Hacker News new | ask | show | jobs
by angio 1251 days ago
The title mentions writing tests as if they are repl sessions because you're supposed to iterate until you have the correct result.
1 comments

How do you know if you have the right result though? You might know if you have a plausible result. Like if it output -1 then you know something is wrong I guess.

There's a much higher chance of detecting bugs that give plausible output if you aren't given the opportunity to say "eh looks plausible I won't bother double checking it".

Any programmer dumb enough to just blindly accept that their program is correct is also a dumb enough programmer not to have begun writing a test in the first place. If this gets the friction of writing a test at all so close to zero that these programmers start writing tests (albeit sometimes blindly accepting the output), then it's better than just trying their program on some inputs and calling it a day. It writes down the current output of the program. That's a big step up already. Now people evaluating the code can read some of its outputs without downloading anything.

I personally already use a similar cycle to expect-test when I write tests. A great place to start when writing test assertions is the debug output, just like this thing uses. Then you convert the output into assertions after you have thought through which parts are right or wrong. Just like you can do with expect-test, but without the automation. If you don't know whether the output is right or not, just add an assert(false, "hmm, not sure about this") aka todo!() and voilà, your test fails and future you can be prompted to check over it again.

Sometimes the output is obviously wrong, but you still don't know what the right output is. (At this point you know you're doing useful work!) The remedy is the same. Just make the test fail somehow.

> Any programmer dumb enough to just blindly accept that their program is correct is also a dumb enough programmer not to have begun writing a test in the first place.

Then what's the point of this methodology? It requires you to write tests and also blindly accept that your program is correct.

Maybe they should just rename it to "plausibility tests" or similar because that's what they're really testing. And while that does have some value, I think most of the value is negated by the fact that it sounds like they are properly vetted tests which they are not.

So a more appropriate name would help a lot. I still think it's a bad idea though.

> It requires you to write tests and also blindly accept that your program is correct.

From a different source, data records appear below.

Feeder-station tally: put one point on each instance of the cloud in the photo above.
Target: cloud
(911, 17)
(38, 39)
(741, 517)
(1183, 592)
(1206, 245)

No. You can say no. Just don’t accept it. You’re a human and it asks. Even if you do accept it you can modify it because you have eyes and a keyboard and it’s written right there where you wrote your test.

See https://github.com/rust-analyzer/expect-test for a demo gif of the rust version.

> No. You can say no. Just don’t accept it.

Yes you can except...

> You’re a human

Precisely. You're a human. Humans are lazy and bad at manually checking things are correct, especially if there's an "eh it's probably fine" option.

This is extremely well studied: https://en.wikipedia.org/wiki/Vigilance_(psychology)

As I said before, it's probably better than nothing in that it will help you detect obviously implausible results. But it really needs to be labelled as such otherwise people will assume that these are properly curated "golden" tests.

Of course. The reason expect-testing is good is that you need significantly less vigilance writing/maintaining the tests than when you do them with assertions for everything you care about, in exchange for slightly more vigilance required on the actual output of your programs. Yes you need to pay attention to the output, but your attention can now more focused instead of split between that job and the job of writing the test. It's possible to make mistakes when writing out your assertions, they are just generally more invisible and pernicious. Testing code is code like any other, and mistakes look like forgetting to test things, erroneous refactoring of the test or the code, mistakes copying tests around, mistakes writing out extrapolations, mistakes from sheer fatigue at the heft of the testing code you're trying to maintain. Further, the kind of vigilance required for expect-test is mostly not "Tesla kinda driving itself but driver is meant to watch the road". You are not checked out completely and talking to the other passengers or reading a book, but somehow legally responsible for taking control at any moment. You have your hands on the wheel and the car is offering turn-by-turn GPS directions.

Expect-testing is a good tradeoff in the short term (time to create tests) and in the long term (quality and size of test suites produced). The evidence for that is that there are pieces of software that need so many tests for their range of functionality, that you cannot test them any other way than in this style. I am talking about testing orders of magnitude more stuff than you could do manually. A great example is the Rust compiler UI test suite (https://github.com/rust-lang/rust/tree/master/tests/ui). It doesn't have to be that your tests have large amounts of noise, like compiler UI tests do. You can make focused and noise-free tests using this method, as the original post examined. The main thing is that writing the tests faster results in bigger test suites and more opportunity to look at the same code on different inputs. I would rather have two dozen tests that required me to look at their output, than three tests that made me think thoroughly about every single assertion. It's just a better use of your time. The rewards are compounded by the massively reduced cost of maintaining the test suite. The tests update themselves when the code does.

Overall, yes you have identified the negative part of the tradeoff. But you seem to have missed every single one of the benefits.

It's a repl, so you build the final output incrementally. Testing becomes part of the development workflow like you would do in languages that rely on the repl like lisps.

For example, you start with the inputs and you apply the first layer of transformations, then check what it does makes sense. Then maybe you refactor it out in its own function and add the generated test for it. Then you move on the next step and so on until you have the final result.